First things first, make sure you know whether the lease you sign is separate or joint. Joint leases are fine, but you must really trust your roommates. If they ditch you in the middle of the year, you’re still stuck with the bill. With a separate lease, each tenant is responsible for his or her portion of the rent and nothing more.

No matter what type of lease you sign, every company will ask for a security deposit up front. The prices vary, but often this security deposit is a sort of incentive to not absolutely destroy the place you’re renting. Leasing companies will usually return the security deposit to tenants if the place is kept in the same condition it was rented to them in.

But no leasing company will give you the money back if you simply promise you didn’t do any damage to it. Tenants must take pictures of any damage that already exists as soon as their lease starts. These pictures should be time-stamped so there’s no debate as to when the damage occurred. Don’t leave any doubt in the leasing company’s mind that you didn’t do the damage.

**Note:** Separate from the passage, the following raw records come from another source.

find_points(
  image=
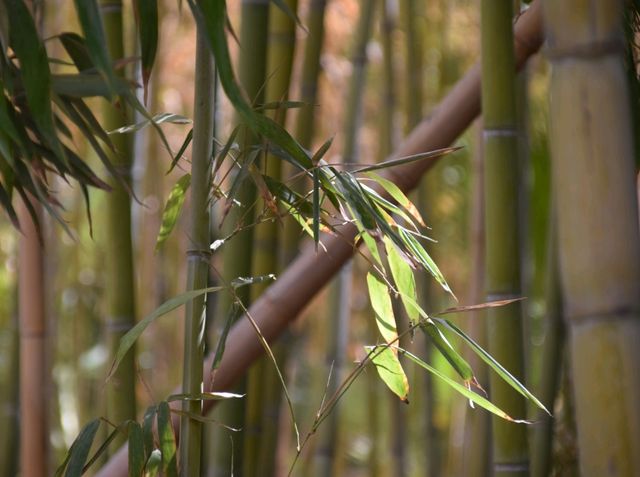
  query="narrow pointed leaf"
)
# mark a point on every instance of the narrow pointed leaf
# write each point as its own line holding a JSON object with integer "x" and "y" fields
{"x": 127, "y": 341}
{"x": 383, "y": 308}
{"x": 172, "y": 208}
{"x": 497, "y": 367}
{"x": 390, "y": 370}
{"x": 470, "y": 395}
{"x": 167, "y": 441}
{"x": 136, "y": 450}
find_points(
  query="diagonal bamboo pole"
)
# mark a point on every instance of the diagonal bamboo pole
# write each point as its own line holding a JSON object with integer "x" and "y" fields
{"x": 278, "y": 306}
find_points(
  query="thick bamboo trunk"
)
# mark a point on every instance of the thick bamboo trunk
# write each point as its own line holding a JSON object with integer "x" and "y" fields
{"x": 592, "y": 147}
{"x": 502, "y": 246}
{"x": 34, "y": 411}
{"x": 288, "y": 296}
{"x": 197, "y": 256}
{"x": 263, "y": 386}
{"x": 119, "y": 281}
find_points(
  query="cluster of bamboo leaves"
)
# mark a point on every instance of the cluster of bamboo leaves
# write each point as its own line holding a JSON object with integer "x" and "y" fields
{"x": 36, "y": 108}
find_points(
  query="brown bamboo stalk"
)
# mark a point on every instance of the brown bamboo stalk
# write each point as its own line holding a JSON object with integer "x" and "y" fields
{"x": 279, "y": 305}
{"x": 34, "y": 434}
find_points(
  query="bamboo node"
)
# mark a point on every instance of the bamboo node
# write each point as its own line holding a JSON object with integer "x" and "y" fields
{"x": 585, "y": 51}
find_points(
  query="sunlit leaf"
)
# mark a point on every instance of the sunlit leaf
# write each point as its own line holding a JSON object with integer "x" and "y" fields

Pay attention to what the leasing company is liable for. When potential charges come up at the end of the year, tenants must know what the leasing company is liable for in order to potentially save money.

Dogs and cats are common throughout the university community, so if you want a pet, make sure you know the leasing company’s policy toward them.

Some leasers allow pets on all properties and with some it varies. Some companies make tenants pay a one-time fee, others charge by the month and some do both.

If the property you choose has a no-pet policy and you decide you want one during the middle of the year, check to see the amount of money you will owe if and when the leasing company discovers your furry friend.

Finally, make sure to know your leasing company’s alcohol policies. Not many have them, but some don’t allow kegs in apartments and many prefer that you not have an excessive amount of guests over at any one time.